Section 5: Competition Laws

Overall

It has been stated previously in this module that competition will not develop just because the community wants it. This is particularly so in an industry such as telecoms with its monopolistic history and the existence of powerful vested interests.

Consequently, if a country is serious about introducing competition it must establish the legal infrastructure for this to happen. This section is concerned with the laws necessary to promote competition.

Pro-Competition Legislation

Many countries have already introduced pro-competition legislation, and others are in the process of doing so. Such laws typically have the following characteristics:

  • contain minimal exemptions or exceptions by sector or operation (whether government or private, domestic or foreign-owned, or natural or other monopolies;
  • prohibit specific business conduct only where this is clearly harmful to economic efficiency and economic welfare;
  • provide for clear accountabilities;
  • serve public not private interests;
  • serve total economic welfare and not just the welfare of certain individuals or organisations;
  • are alert to potential misuse of enforcement procedures;
  • serve to encourage self-enforcement;
  • are independent of inappropriate government influence;
  • adhere to the principle of non-discrimination as between domestic and foreign suppliers;
  • enable both foreign and domestic complainants to refer complaints to the relevant authorities;
  • provide appropriate administrative and/or investigatory mechanisms, including formal appeal procedures; and
  • provide for the protection of confidential business information.

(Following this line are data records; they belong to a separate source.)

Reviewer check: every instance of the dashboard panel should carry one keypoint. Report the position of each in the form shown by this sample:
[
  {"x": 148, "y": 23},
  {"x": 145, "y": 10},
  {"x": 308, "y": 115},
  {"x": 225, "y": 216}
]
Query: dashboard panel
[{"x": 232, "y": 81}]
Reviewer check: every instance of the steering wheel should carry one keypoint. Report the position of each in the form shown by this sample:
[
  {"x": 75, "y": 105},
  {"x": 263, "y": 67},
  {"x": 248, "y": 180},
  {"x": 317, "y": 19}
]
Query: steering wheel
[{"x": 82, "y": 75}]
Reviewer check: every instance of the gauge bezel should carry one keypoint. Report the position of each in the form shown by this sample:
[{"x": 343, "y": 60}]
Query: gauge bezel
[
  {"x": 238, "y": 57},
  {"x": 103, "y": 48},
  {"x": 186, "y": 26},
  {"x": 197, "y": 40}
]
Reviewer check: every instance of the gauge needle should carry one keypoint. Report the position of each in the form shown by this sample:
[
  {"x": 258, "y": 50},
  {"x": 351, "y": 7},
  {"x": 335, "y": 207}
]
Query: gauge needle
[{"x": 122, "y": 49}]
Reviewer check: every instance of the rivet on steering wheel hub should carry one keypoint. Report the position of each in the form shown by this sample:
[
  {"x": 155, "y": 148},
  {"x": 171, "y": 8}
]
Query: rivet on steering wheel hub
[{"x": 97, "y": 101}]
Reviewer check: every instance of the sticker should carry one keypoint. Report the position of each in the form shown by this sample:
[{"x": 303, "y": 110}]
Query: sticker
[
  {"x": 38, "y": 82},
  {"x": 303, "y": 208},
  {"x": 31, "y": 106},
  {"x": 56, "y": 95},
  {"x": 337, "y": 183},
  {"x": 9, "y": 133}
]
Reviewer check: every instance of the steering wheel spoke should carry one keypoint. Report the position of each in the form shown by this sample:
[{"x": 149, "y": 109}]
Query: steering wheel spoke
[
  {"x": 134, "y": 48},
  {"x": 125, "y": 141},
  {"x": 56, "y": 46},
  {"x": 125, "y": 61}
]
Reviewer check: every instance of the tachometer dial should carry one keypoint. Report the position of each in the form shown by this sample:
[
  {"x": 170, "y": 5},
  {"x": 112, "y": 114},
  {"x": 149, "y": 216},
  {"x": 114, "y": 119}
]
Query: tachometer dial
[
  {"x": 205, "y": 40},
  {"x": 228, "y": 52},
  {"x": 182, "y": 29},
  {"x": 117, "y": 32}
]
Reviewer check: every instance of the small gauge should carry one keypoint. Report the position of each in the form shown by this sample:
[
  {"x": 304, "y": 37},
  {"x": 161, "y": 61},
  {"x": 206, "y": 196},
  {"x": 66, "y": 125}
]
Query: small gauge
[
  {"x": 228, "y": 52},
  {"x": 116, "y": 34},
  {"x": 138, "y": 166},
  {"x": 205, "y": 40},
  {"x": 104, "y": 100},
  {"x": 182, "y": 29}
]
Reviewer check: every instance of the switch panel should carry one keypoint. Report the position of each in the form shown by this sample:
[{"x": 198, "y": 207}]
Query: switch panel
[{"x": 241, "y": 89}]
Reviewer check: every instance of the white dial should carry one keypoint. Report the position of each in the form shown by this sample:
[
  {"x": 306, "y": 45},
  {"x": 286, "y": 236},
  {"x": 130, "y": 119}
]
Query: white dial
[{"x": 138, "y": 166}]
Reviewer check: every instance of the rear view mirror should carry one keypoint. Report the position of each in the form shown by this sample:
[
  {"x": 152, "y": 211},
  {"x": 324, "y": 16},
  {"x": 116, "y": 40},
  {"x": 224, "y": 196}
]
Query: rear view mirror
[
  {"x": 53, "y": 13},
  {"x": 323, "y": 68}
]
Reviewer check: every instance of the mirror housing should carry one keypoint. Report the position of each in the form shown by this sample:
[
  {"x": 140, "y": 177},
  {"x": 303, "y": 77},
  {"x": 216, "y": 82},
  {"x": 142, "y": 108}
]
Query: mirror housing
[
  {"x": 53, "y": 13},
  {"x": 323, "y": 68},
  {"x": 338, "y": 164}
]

Practice in Selected Countries

There is no single rule or practice indicating whether or not it is better to combine general competition laws covering the overall markets and specific competition laws, such as those focusing on telecoms sector.

In some countries, such as the UK and Germany, there are general competition laws such as the Fair Trading Act and the Competition Act, under which telecom regulators can invoke a range of powers. Some argue that these powers are not sufficient in themselves to tackle an industry such as telecoms.

Under the UK competition law, until recently there was no effective system of penalties or retrospective sanctions in the event that the behaviour of a dominant player does indeed turn out to be have been anti-competitive and damaging to competitors or consumers. This has now been rectified.

The Republic of Korea has the Fair Trade Act which aims at encouraging fair and free competition through stimulating creative business activities and protecting consumers as well as promoting a balanced development of the national economy.

In Hong Kong, there is no such a general competition law although certain competition rules and conditions were adopted in the Telecommunications (Amendment) Bill 1999.

In Singapore, too, there is no specific pro-competition legislation, but pressure for some to be introduced is growing.

Case Study

In the Hong Kong situation, there is currently no general pro-competition law. Some efforts are being made to introduce such a law, but so far without success. The government’s view is that sector-specific regulators should ensure competition in their individual segments of the industry, as and where it is needed.

In the absence of such a law, the responsibility for ensuring competition in the telecoms industry falls to OFTA.

Further Reading

One of the most recent pieces of pro-competition legislation was passed in the UK under the title The Competition Act 1998.

Also, the New Zealand situation is of interest. Among all the developed economies, it stood out as having no pro-competition legislation specific to telecoms. Since telecom liberalisation began in that country, the government had maintained that a general competition law covering all industries was sufficient.

Considerable opposition to that view had grown over the years, and a new government elected at the end of 1999 decided to review the situation. Its report has now been published, and is available on the relevant Ministry’s website.